The outgoing Chairman of the Scottish Property Federation, Andrew Sutherland, on quality place-making.
In an era of flattening workplace hierarchies and more collaborative working, chief executives and interns are more likely to share desk space than ever before. It is not as aspirational as it once was to have your own office.
Creating a sense of place – “place-making” in industry terminology – is at the heart of Scotland’s progressive property industry.
It requires the commitment, collaboration and expertise of developers, landlords, architects and agents.
What’s more, place-making requires the industry’s active participation to ensure that all developments provide the community and business benefits they had on the drawing board.
Place-making creates tremendous opportunities and increasingly the advantages of this approach are being acknowledged by both national and local government.
But to create places we need a thriving development industry and it is clear that the government is realising that this sector matters.
This year the Scottish Government brought in legislation establishing that no rates would be paid until a property returns an income, opening up the potential for more speculative development – especially in the cities – and the industry is responding.
That positive relationship with Holyrood has been maintained with Derek Mackay, Cabinet Secretary for Finance, engaging with the Scottish Property Federation (SPF) and promoting Scotland to investors.
We don’t always agree, but there is a constructive understanding on both sides.
In March, the SPF published a report in conjunction with the Fraser of Allander Institute, which established that the Scottish real estate industry contributes almost £4.8 billion to the Scottish economy and supports more than 92,000 jobs. For every £100 million of commercial property demand, £73m is created for the economy.
Place-making involves society, government and industry engaging positively. It is a key tenet of the vision behind the new planning bill.
However, there is cause for concern with the current status of the bill as it has been seriously amended since being introduced by the government to Holyrood.
Unfortunately, the bill now applies major burdens on planning services and central government, which will likely frustrate development rather than support it.
And then there is the spectre of third-party right of appeal. The industry already consults and participates in early engagement.

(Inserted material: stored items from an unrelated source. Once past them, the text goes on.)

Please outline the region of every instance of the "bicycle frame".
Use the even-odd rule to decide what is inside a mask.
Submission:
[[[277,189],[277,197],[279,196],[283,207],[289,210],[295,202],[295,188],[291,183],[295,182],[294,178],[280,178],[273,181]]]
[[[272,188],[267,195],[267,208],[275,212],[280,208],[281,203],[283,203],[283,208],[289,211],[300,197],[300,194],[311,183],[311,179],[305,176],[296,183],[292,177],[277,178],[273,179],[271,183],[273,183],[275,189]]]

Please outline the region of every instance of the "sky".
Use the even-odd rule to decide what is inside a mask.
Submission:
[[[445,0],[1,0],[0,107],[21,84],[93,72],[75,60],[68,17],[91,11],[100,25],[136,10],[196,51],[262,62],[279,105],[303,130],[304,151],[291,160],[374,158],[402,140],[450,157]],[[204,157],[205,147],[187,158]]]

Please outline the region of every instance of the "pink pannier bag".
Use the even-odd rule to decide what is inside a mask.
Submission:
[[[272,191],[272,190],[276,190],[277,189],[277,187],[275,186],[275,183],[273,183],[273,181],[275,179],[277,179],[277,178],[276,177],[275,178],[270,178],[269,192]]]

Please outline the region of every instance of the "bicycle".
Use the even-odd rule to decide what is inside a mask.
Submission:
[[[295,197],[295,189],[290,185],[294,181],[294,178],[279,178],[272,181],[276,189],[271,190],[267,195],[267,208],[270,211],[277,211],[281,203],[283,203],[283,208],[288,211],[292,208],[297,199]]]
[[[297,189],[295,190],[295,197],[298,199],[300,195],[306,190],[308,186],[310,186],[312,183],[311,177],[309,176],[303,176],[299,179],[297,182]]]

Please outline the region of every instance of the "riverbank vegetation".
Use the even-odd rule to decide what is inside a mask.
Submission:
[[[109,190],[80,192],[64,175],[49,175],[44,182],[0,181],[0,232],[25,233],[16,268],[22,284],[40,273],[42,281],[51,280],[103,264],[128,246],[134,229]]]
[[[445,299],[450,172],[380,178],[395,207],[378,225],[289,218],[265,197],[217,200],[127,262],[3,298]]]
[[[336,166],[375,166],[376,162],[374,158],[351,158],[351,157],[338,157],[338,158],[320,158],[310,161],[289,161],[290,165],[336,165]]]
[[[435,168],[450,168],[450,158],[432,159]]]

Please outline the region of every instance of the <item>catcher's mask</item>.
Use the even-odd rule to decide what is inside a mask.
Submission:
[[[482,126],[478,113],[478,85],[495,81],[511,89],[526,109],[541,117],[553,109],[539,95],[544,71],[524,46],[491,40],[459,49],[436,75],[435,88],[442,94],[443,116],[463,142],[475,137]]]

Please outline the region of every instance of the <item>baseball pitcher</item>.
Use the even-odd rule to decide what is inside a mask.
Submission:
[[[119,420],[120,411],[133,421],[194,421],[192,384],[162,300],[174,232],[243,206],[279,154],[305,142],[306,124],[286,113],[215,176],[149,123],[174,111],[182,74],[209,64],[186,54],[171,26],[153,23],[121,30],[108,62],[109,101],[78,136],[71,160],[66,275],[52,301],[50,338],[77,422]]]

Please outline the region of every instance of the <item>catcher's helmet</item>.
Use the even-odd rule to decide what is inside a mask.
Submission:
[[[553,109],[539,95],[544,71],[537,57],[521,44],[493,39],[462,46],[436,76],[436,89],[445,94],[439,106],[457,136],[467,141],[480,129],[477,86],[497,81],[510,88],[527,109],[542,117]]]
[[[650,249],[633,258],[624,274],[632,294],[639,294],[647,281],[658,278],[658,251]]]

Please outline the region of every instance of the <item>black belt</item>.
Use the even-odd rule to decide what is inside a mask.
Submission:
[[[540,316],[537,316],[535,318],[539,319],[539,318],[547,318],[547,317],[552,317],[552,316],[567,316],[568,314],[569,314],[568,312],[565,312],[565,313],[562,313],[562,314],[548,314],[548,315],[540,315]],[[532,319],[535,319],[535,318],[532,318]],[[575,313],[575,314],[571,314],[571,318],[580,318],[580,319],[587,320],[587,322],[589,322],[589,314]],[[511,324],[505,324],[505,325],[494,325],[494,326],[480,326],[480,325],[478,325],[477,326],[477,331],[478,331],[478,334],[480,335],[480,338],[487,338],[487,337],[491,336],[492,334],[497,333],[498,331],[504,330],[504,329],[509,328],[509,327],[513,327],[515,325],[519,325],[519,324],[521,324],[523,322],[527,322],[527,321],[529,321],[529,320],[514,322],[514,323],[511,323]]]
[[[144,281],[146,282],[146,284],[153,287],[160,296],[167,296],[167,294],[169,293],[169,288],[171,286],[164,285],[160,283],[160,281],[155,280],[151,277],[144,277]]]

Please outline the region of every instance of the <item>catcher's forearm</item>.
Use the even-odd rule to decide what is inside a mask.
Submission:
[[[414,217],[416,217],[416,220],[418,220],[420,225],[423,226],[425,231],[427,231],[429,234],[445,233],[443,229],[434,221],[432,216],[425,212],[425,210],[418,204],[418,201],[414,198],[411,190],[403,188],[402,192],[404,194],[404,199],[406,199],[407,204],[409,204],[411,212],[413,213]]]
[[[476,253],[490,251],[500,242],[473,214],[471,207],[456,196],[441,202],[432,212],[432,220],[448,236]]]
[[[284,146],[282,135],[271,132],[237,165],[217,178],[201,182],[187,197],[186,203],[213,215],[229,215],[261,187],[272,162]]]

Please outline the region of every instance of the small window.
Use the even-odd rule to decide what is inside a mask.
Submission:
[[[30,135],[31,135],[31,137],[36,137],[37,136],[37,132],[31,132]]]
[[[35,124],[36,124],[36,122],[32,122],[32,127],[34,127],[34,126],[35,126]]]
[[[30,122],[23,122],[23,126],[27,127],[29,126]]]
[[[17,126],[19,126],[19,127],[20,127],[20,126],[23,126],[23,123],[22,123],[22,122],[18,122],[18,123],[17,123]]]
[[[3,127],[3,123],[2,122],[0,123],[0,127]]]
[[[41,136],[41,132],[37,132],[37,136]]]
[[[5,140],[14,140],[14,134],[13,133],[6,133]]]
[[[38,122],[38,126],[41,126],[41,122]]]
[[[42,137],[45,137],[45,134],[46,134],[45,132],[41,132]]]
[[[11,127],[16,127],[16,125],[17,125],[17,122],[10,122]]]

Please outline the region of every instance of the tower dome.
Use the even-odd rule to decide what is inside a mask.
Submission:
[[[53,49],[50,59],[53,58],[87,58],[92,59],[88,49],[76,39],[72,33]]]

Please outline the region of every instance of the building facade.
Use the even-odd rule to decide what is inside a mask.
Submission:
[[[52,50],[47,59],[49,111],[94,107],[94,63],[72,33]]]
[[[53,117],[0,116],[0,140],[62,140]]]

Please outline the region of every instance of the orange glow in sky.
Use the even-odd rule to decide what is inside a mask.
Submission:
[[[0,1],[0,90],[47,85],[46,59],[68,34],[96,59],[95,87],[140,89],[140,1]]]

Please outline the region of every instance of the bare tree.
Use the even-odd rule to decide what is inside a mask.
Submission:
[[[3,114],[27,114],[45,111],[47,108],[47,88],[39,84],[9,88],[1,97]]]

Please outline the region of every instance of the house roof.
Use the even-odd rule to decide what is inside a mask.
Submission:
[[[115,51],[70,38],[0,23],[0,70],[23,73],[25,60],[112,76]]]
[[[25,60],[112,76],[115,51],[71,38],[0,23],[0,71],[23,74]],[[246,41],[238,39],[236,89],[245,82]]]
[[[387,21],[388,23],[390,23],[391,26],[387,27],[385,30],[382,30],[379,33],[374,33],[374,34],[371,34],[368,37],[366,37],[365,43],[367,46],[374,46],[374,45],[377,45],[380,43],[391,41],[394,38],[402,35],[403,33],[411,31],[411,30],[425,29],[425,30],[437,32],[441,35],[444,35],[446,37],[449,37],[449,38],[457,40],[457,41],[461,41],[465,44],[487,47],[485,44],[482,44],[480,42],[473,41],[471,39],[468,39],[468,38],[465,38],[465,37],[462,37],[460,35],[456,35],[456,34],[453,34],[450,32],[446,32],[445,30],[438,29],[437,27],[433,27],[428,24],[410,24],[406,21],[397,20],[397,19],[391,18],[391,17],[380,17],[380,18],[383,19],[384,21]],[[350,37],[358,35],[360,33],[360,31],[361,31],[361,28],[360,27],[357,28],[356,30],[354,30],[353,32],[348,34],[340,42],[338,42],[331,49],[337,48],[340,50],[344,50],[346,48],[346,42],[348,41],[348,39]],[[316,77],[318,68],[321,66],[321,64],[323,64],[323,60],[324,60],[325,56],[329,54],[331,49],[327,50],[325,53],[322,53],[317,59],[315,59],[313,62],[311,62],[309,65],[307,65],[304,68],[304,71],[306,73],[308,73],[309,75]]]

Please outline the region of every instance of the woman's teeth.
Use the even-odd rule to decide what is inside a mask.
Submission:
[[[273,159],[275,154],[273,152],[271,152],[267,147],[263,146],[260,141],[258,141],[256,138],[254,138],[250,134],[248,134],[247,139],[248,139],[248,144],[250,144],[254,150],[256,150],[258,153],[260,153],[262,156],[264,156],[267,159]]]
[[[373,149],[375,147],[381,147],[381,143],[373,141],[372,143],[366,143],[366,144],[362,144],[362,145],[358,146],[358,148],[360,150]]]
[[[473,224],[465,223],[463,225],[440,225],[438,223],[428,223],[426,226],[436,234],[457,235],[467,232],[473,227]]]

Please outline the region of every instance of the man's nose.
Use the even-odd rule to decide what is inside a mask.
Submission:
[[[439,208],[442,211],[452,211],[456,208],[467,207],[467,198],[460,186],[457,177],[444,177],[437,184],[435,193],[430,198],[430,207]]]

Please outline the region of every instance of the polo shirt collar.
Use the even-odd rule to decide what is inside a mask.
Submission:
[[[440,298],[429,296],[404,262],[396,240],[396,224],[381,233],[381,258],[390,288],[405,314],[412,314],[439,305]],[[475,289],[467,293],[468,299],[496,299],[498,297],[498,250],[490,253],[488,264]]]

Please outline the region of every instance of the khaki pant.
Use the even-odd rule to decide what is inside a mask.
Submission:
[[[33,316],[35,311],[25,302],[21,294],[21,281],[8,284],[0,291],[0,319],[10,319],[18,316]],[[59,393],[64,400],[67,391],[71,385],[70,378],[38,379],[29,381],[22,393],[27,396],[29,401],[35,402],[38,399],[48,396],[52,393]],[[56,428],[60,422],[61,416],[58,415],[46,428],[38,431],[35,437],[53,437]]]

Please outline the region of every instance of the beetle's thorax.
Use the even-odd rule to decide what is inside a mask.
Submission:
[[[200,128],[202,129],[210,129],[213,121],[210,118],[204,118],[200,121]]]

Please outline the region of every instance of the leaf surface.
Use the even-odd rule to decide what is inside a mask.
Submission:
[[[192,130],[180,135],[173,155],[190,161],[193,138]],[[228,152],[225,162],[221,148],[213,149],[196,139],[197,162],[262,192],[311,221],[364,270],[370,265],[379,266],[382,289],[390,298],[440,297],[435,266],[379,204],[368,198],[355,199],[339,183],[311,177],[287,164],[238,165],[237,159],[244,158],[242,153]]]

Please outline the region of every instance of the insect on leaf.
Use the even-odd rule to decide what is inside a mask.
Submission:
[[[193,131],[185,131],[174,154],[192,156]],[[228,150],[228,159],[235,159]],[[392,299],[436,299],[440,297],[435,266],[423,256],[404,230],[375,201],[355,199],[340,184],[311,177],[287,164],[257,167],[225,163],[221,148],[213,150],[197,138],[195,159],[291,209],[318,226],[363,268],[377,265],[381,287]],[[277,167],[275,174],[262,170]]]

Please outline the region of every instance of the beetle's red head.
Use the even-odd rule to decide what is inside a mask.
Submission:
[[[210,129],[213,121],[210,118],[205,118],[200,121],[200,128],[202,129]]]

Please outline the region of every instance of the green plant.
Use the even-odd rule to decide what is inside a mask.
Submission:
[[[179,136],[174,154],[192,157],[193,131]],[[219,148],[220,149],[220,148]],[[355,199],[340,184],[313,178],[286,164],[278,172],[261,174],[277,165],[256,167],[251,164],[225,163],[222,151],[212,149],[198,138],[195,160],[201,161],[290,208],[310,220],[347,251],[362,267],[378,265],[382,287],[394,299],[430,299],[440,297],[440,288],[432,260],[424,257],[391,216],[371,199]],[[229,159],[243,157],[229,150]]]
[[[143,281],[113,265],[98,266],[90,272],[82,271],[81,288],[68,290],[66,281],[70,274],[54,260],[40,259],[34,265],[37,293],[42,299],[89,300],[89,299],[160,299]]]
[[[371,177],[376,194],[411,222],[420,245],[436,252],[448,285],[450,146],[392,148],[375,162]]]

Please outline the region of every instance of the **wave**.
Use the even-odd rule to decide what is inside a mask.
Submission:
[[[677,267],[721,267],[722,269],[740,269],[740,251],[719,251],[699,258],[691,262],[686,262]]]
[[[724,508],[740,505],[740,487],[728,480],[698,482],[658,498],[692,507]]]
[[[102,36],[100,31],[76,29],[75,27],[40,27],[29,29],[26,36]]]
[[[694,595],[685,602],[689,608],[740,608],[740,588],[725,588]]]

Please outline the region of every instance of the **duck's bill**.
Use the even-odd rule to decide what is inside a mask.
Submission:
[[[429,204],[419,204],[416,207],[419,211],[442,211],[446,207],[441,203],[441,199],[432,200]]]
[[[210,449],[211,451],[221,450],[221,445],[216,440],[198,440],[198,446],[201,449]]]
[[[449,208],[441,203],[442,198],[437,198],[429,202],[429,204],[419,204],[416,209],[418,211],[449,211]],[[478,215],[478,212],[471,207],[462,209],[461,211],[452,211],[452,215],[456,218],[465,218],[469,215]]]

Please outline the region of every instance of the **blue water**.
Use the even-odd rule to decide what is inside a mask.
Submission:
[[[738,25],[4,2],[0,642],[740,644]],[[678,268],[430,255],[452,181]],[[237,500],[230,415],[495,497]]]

It employs great expertise to create the right solutions for a site –socially, geographically and physically.
Greater public trust in the planning system can always be enhanced, but it will not be achieved if every decision can be appealed and the views of more vocal objectors prevent all others from being heard.
At the same time, we risk losing development capital as investors find safer places to commit their funds.
But the Scottish property industry has had tremendous successes. Quartermile in Edinburgh, the Dundee Waterfront, Marischal Square in Aberdeen and River Clyde developments have not only created quality environments but also provided catalysts for economic development.
These award-winning developments capture the principles of people, a variety of property uses and connectivity – from transport links to broadband – to make them a success.
And, to my point at the start, their legacy is achieved through a vast array of skills working in partnership.
It works. And as I end my year in office, I would like to see this more widely acknowledged and celebrated.